Еще 31 декабря сочинился у меня маленький новогодний рассказик, но вывесить решилась только сейчас. Даже не столько из желания поделиться с почтенной публикой, сколько просто жалко, если пропадет, а то ведь написан на клочках каких-то как всегда, выкинут и не заметят...
- Пойдем, пойдем, красавица моя, уже совсем немного осталось, сейчас будем дома. Ну что же ты?! Пойдем, чайку попьем, а можно и водочки. Или коньячку? У меня хороший коньячок есть, "Московский". Что ж ты упираешься? Экая упрямая, колючка! Прямо бросил бы тебя, да жалко, уж больно ты красивая. А уж если нарядить тебя как следует - просто царица будешь. Ты мне напоминаешь одну мою давнюю знакомую, тоже с характером была, упрямая, ух! Ты ей слово, а она тебе десять и все поперек. А я любил ее, уж так любил, просто слов нет. Замуж звал, так ведь не пошла, зараза. Еще и смеялась надо мной! Ну, я плюнул и женился на другой, тихой, покладистой. Только скучно мне с ней было - хоть волком вой, такая тоска. Все ту вспоминал, заразу. Как увижу ее где-нибудь, просто сам не свой становлюсь, так и тянет напиться. А жена-то моя, тихая-тихая, да и то в конце концов надоел я ей хуже горькой редьки, и ушла она от меня, на развод подала и размена квартиры потребовала. Вот так я на бобах и остался... Да, давно дело было, а все как будто вчера, так и стоит перед глазами. Как видел-то я ее в последний раз, не жену, а ту, другую, ведь какая красавица была, эх... Во Францию уехала, и все у нее хорошо, ну, и ладно, и дай ей Бог, а ведь как я ее любил! И она меня любила, точно тебе говорю. Вот как виделись-то мы в последний раз, так она и сказала, что любит. И всегда любила. И что уезжает. А я дурак был, дурааак, даже не попытался ее удержать, отговорить. Я тогда еще женат был и все думал, что скоро забуду ее, не буду больше видеть и - легко. Нет, не забыл. И уже, наверное, не забуду. Эх, дурак!.. А ведь мог же удержать, хоть попробовать, может и получилось бы у нас что-нибудь? Да, видно, не суждено нам было вместе быть, понимаешь, судьба у нас такая, индейка...

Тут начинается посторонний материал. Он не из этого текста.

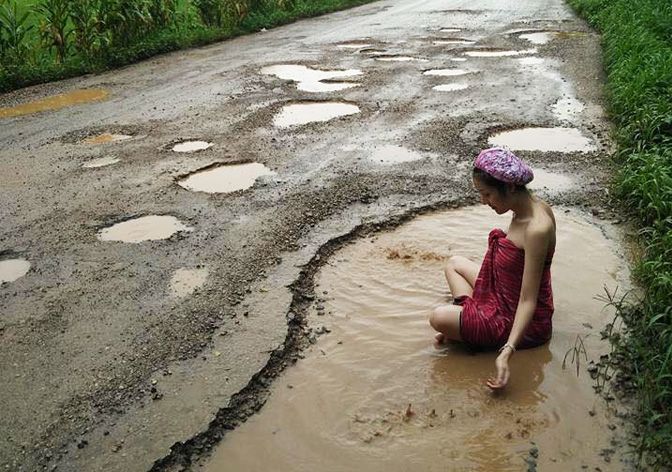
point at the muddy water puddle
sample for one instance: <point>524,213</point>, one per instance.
<point>312,80</point>
<point>372,394</point>
<point>544,139</point>
<point>144,228</point>
<point>101,162</point>
<point>55,102</point>
<point>13,269</point>
<point>192,146</point>
<point>185,281</point>
<point>225,178</point>
<point>298,114</point>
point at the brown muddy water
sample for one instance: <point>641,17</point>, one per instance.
<point>13,269</point>
<point>192,146</point>
<point>145,228</point>
<point>55,102</point>
<point>311,80</point>
<point>298,114</point>
<point>372,394</point>
<point>225,178</point>
<point>544,139</point>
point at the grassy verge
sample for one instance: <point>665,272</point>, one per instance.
<point>37,46</point>
<point>637,43</point>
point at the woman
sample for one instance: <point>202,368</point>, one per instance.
<point>507,303</point>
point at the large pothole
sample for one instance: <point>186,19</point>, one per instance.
<point>372,394</point>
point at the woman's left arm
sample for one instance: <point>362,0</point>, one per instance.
<point>536,249</point>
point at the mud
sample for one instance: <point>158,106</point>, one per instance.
<point>373,394</point>
<point>55,102</point>
<point>103,369</point>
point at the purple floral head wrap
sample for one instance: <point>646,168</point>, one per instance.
<point>504,165</point>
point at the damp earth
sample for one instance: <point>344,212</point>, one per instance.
<point>373,394</point>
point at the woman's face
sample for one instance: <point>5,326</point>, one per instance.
<point>491,197</point>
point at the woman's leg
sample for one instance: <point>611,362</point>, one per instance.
<point>461,276</point>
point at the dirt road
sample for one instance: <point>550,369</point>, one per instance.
<point>112,352</point>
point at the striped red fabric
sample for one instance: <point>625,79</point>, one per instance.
<point>487,316</point>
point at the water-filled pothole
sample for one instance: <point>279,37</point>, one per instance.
<point>372,394</point>
<point>192,146</point>
<point>144,228</point>
<point>392,154</point>
<point>544,139</point>
<point>502,53</point>
<point>225,178</point>
<point>311,80</point>
<point>13,269</point>
<point>297,114</point>
<point>446,72</point>
<point>450,87</point>
<point>55,102</point>
<point>101,162</point>
<point>107,138</point>
<point>184,281</point>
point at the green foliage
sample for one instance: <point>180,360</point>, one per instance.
<point>637,39</point>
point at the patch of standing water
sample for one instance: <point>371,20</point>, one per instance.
<point>544,139</point>
<point>391,154</point>
<point>446,72</point>
<point>310,80</point>
<point>184,281</point>
<point>145,228</point>
<point>298,114</point>
<point>450,87</point>
<point>566,109</point>
<point>373,395</point>
<point>55,102</point>
<point>101,162</point>
<point>107,138</point>
<point>192,146</point>
<point>538,38</point>
<point>499,53</point>
<point>225,178</point>
<point>13,269</point>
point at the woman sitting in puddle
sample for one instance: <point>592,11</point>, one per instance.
<point>507,302</point>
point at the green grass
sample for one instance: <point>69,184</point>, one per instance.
<point>637,44</point>
<point>33,61</point>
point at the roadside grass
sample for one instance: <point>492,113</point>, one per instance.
<point>637,44</point>
<point>46,40</point>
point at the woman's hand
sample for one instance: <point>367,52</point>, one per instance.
<point>502,365</point>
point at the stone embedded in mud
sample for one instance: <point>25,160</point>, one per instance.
<point>13,269</point>
<point>55,102</point>
<point>101,162</point>
<point>225,178</point>
<point>107,138</point>
<point>544,139</point>
<point>311,80</point>
<point>446,72</point>
<point>192,146</point>
<point>392,154</point>
<point>184,281</point>
<point>450,87</point>
<point>144,228</point>
<point>297,114</point>
<point>491,53</point>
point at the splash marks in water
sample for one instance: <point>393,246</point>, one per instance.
<point>13,269</point>
<point>55,102</point>
<point>544,139</point>
<point>225,178</point>
<point>297,114</point>
<point>312,80</point>
<point>192,146</point>
<point>144,228</point>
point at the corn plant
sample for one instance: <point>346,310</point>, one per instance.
<point>54,26</point>
<point>14,29</point>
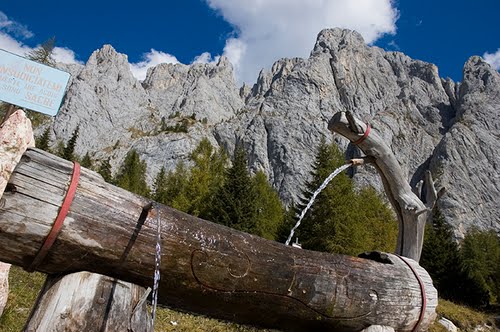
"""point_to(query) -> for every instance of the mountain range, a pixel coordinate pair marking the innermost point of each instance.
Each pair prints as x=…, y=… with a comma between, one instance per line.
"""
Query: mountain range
x=450, y=128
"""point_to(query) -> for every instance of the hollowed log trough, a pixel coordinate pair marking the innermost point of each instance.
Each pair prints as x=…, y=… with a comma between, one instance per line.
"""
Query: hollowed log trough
x=206, y=268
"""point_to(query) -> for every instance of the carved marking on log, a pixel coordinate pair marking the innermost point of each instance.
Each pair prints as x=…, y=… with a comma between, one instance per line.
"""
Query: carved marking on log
x=270, y=284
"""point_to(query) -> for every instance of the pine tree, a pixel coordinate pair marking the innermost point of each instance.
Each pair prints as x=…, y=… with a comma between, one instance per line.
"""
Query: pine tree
x=378, y=220
x=42, y=142
x=480, y=254
x=69, y=149
x=329, y=225
x=132, y=174
x=206, y=177
x=86, y=161
x=233, y=204
x=176, y=190
x=270, y=213
x=43, y=53
x=440, y=256
x=343, y=220
x=105, y=170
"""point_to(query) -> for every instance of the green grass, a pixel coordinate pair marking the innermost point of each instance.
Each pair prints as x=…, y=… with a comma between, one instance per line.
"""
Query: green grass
x=466, y=319
x=24, y=288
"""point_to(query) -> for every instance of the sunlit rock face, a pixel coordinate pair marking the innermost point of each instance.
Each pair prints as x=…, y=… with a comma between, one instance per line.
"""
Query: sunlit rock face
x=451, y=128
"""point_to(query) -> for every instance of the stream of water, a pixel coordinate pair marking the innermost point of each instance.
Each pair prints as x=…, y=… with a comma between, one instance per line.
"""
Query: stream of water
x=311, y=201
x=157, y=265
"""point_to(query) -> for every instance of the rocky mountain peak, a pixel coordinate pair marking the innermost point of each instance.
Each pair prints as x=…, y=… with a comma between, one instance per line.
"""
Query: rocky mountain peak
x=429, y=122
x=331, y=40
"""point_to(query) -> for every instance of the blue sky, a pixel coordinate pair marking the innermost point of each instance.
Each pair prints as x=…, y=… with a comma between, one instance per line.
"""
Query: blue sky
x=252, y=34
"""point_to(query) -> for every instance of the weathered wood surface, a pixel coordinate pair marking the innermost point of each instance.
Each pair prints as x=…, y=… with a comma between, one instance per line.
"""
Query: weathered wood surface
x=411, y=211
x=16, y=135
x=206, y=268
x=85, y=301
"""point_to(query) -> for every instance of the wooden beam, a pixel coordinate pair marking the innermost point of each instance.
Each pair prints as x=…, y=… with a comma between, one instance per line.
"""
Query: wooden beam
x=411, y=211
x=205, y=267
x=87, y=301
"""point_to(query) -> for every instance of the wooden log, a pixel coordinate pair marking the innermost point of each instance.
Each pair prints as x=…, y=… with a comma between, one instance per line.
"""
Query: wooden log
x=205, y=267
x=411, y=211
x=16, y=135
x=87, y=301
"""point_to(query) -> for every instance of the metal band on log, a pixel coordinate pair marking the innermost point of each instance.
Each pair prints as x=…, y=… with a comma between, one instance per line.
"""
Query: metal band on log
x=205, y=267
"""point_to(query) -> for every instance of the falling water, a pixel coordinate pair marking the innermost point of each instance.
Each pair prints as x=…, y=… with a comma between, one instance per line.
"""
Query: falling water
x=316, y=193
x=157, y=265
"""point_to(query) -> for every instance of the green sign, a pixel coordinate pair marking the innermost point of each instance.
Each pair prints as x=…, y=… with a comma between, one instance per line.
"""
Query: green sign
x=30, y=84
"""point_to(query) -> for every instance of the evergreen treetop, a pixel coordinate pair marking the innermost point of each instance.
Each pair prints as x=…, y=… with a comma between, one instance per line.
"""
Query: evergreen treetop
x=132, y=174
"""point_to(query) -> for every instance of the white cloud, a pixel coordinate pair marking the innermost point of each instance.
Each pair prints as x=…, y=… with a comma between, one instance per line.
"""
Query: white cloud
x=493, y=59
x=12, y=27
x=64, y=55
x=272, y=29
x=206, y=57
x=151, y=59
x=10, y=44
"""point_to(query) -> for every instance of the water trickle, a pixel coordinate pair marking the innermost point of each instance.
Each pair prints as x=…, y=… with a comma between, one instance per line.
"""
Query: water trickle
x=311, y=201
x=157, y=265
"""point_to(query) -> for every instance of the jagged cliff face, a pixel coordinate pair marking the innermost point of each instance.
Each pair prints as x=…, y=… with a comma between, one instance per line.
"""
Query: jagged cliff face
x=430, y=123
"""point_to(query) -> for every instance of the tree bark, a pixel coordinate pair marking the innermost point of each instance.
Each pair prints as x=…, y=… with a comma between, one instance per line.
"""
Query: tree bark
x=16, y=135
x=411, y=211
x=87, y=301
x=205, y=267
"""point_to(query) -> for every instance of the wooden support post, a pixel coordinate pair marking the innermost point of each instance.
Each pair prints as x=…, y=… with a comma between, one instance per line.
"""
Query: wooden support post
x=87, y=301
x=205, y=267
x=411, y=211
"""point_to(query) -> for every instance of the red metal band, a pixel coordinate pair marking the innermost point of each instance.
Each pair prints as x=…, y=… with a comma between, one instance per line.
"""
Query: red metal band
x=61, y=216
x=422, y=292
x=365, y=135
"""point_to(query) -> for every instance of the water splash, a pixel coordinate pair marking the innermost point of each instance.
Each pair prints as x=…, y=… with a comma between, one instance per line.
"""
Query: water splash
x=157, y=265
x=311, y=201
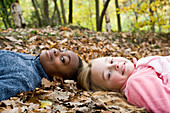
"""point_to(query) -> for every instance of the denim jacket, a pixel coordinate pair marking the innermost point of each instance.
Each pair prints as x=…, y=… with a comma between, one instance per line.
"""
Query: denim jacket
x=19, y=72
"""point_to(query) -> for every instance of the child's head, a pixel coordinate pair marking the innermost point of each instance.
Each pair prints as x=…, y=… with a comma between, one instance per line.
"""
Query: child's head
x=62, y=63
x=105, y=73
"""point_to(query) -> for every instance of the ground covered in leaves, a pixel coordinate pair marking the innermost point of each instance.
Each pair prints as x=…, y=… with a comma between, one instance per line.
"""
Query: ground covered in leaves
x=64, y=96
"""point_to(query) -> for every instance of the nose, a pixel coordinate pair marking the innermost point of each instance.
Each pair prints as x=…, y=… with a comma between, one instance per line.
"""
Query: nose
x=56, y=52
x=115, y=66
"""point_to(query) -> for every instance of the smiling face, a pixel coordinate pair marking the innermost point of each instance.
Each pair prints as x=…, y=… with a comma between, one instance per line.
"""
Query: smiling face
x=59, y=62
x=111, y=72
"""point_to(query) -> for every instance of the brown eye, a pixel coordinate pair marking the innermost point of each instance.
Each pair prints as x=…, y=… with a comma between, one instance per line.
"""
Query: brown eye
x=109, y=74
x=111, y=61
x=62, y=59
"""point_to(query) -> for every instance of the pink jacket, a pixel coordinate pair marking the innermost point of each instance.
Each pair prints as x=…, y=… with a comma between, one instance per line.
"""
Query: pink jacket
x=149, y=85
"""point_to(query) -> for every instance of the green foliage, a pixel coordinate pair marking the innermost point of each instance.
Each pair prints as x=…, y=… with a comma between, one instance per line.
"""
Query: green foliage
x=135, y=14
x=5, y=13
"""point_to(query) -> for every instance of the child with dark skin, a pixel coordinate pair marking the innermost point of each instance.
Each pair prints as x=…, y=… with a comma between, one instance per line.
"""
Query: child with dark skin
x=23, y=72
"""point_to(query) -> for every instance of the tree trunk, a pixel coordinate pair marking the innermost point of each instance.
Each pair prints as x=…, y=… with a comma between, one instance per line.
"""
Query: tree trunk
x=46, y=12
x=58, y=12
x=107, y=18
x=37, y=13
x=17, y=15
x=63, y=11
x=70, y=11
x=97, y=14
x=5, y=15
x=153, y=23
x=118, y=16
x=102, y=15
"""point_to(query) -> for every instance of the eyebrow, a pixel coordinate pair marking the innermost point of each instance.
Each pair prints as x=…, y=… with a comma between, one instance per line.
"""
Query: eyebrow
x=103, y=71
x=103, y=75
x=69, y=59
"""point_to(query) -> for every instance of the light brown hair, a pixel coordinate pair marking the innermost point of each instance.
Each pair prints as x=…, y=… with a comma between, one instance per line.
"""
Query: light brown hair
x=84, y=78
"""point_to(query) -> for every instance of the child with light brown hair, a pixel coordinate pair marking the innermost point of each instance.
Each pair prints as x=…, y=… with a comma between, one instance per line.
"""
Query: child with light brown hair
x=145, y=83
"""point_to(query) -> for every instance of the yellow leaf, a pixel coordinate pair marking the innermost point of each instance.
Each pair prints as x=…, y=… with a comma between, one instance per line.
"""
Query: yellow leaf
x=45, y=103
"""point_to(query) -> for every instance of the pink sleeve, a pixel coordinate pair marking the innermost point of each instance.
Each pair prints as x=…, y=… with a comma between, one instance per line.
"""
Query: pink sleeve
x=145, y=89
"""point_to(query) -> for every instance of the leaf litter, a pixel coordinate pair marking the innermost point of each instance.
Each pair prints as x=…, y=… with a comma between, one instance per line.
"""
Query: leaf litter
x=64, y=96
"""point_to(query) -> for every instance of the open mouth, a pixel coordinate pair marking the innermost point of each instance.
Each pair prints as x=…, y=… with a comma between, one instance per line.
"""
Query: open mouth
x=49, y=54
x=123, y=69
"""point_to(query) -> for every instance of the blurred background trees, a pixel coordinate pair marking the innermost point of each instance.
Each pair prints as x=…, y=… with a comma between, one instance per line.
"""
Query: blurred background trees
x=120, y=15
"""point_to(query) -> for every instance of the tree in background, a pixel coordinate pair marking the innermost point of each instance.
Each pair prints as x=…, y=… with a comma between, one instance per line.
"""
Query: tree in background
x=107, y=18
x=46, y=12
x=70, y=11
x=99, y=19
x=17, y=15
x=118, y=16
x=5, y=12
x=63, y=11
x=151, y=15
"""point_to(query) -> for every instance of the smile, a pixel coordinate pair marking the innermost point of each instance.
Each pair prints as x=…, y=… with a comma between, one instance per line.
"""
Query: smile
x=123, y=69
x=49, y=54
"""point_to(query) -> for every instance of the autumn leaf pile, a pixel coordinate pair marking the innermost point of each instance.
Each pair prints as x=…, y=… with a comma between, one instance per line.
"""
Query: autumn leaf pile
x=58, y=96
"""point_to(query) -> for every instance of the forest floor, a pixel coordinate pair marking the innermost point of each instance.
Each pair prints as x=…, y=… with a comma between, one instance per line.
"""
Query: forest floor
x=65, y=96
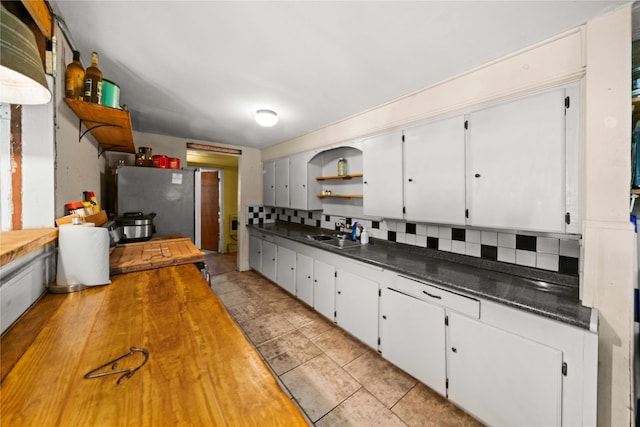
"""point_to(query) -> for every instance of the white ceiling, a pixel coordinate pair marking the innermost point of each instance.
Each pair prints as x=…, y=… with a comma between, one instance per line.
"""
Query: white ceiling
x=200, y=69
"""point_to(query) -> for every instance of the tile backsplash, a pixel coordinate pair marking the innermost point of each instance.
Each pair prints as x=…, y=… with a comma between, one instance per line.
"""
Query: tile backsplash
x=557, y=254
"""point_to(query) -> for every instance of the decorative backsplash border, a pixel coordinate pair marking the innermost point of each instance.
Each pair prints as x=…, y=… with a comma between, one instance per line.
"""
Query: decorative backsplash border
x=555, y=254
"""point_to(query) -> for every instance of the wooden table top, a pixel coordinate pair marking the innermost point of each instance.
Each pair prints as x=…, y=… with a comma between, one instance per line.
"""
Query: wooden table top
x=153, y=254
x=201, y=369
x=14, y=244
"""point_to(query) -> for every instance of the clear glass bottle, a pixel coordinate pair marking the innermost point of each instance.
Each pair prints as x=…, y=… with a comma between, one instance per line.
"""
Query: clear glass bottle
x=74, y=77
x=93, y=81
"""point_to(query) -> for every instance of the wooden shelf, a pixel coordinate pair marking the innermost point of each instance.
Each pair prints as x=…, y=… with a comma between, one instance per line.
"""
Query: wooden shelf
x=111, y=127
x=350, y=176
x=340, y=196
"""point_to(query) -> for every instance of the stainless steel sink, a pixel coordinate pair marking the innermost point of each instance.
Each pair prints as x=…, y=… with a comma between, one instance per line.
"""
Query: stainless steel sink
x=319, y=237
x=334, y=241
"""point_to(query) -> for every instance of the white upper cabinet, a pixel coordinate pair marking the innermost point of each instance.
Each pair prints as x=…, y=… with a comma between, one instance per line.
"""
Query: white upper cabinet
x=303, y=186
x=382, y=170
x=268, y=183
x=282, y=182
x=434, y=171
x=516, y=164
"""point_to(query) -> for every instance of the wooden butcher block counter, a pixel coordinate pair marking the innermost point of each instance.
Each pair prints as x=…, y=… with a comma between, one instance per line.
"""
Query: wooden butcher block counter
x=201, y=369
x=153, y=254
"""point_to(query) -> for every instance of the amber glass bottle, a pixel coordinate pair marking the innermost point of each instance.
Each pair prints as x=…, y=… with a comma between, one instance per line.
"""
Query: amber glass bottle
x=93, y=81
x=74, y=78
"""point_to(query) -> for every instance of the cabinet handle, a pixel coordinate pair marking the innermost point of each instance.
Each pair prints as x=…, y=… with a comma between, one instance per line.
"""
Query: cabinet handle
x=432, y=295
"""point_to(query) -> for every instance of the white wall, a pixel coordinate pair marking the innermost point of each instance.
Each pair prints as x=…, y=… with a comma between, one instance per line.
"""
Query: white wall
x=543, y=65
x=608, y=237
x=599, y=56
x=38, y=165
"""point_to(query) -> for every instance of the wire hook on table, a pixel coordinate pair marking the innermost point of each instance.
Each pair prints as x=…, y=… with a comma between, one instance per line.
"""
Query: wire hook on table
x=127, y=373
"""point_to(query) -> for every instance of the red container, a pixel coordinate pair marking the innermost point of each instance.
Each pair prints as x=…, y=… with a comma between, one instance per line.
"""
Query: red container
x=160, y=161
x=174, y=163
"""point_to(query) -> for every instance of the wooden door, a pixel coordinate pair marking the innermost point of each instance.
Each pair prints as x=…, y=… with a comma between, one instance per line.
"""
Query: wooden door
x=210, y=211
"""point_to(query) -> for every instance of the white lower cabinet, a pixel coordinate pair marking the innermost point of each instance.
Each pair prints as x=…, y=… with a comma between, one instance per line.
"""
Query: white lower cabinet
x=502, y=365
x=286, y=269
x=324, y=288
x=268, y=260
x=304, y=278
x=502, y=378
x=412, y=337
x=357, y=306
x=255, y=249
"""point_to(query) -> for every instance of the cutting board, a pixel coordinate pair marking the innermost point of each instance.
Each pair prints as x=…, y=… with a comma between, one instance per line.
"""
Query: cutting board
x=153, y=254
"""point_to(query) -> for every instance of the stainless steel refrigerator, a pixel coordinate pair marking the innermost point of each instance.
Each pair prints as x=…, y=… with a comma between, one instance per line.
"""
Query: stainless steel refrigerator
x=169, y=193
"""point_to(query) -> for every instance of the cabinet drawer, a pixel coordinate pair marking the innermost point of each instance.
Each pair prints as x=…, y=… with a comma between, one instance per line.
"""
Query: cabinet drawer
x=436, y=295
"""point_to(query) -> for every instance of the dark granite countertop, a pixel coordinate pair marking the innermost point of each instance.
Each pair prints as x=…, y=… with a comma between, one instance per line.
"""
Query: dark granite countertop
x=543, y=293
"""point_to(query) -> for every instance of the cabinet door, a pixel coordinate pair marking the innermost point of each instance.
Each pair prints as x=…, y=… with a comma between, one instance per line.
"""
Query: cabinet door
x=282, y=182
x=435, y=172
x=268, y=184
x=357, y=307
x=382, y=180
x=298, y=193
x=412, y=335
x=515, y=164
x=502, y=378
x=324, y=288
x=304, y=278
x=286, y=269
x=268, y=260
x=255, y=257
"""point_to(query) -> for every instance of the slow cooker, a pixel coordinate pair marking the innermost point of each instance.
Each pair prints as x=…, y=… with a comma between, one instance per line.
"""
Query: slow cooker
x=136, y=226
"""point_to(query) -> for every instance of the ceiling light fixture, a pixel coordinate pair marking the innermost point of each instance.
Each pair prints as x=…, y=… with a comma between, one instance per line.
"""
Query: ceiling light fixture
x=266, y=118
x=22, y=79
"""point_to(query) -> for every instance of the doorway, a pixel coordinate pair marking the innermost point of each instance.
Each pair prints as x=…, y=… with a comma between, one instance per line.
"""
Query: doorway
x=210, y=210
x=227, y=168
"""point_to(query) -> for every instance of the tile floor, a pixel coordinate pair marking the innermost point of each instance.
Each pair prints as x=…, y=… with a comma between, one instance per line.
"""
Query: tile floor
x=335, y=379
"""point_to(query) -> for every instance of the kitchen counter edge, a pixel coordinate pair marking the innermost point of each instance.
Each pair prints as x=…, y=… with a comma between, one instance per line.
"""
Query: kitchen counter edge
x=516, y=292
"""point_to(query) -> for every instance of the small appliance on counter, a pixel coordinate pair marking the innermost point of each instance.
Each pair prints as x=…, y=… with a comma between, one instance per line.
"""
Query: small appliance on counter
x=136, y=226
x=170, y=193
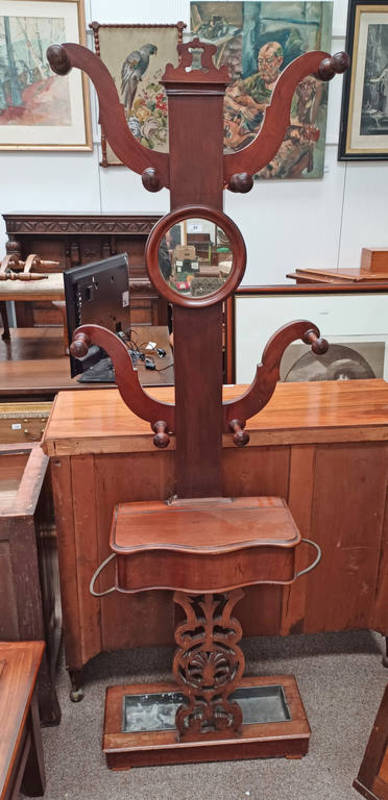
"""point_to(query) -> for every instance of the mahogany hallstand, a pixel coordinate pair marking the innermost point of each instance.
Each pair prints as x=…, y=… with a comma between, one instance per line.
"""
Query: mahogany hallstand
x=202, y=546
x=205, y=550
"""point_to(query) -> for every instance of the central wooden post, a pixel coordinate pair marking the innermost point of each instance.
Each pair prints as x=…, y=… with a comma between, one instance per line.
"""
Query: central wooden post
x=195, y=118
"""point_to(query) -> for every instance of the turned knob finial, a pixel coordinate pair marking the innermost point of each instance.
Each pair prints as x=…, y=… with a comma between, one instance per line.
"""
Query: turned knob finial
x=240, y=437
x=151, y=180
x=333, y=65
x=80, y=345
x=318, y=345
x=161, y=438
x=58, y=59
x=240, y=182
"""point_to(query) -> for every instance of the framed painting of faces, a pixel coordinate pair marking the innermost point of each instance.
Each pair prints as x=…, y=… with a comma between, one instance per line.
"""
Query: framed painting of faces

Так он шел и все говорил, говорил, таща за собой свою колючую зеленую спутницу, которая поминутно цеплялась нижними лапами за сугробы, вызывая неудовольствие старого пьяницы. А вместе с ними шел снег. Огромные хлопья летели, летели со всех сторон, а потом, устав кружиться, ложились на землю, на деревья, на редких прохожих, на шапку и пальто старика и на лапы славной, но немного своенравной елочки, которую он тащил домой вечером 31 декабря.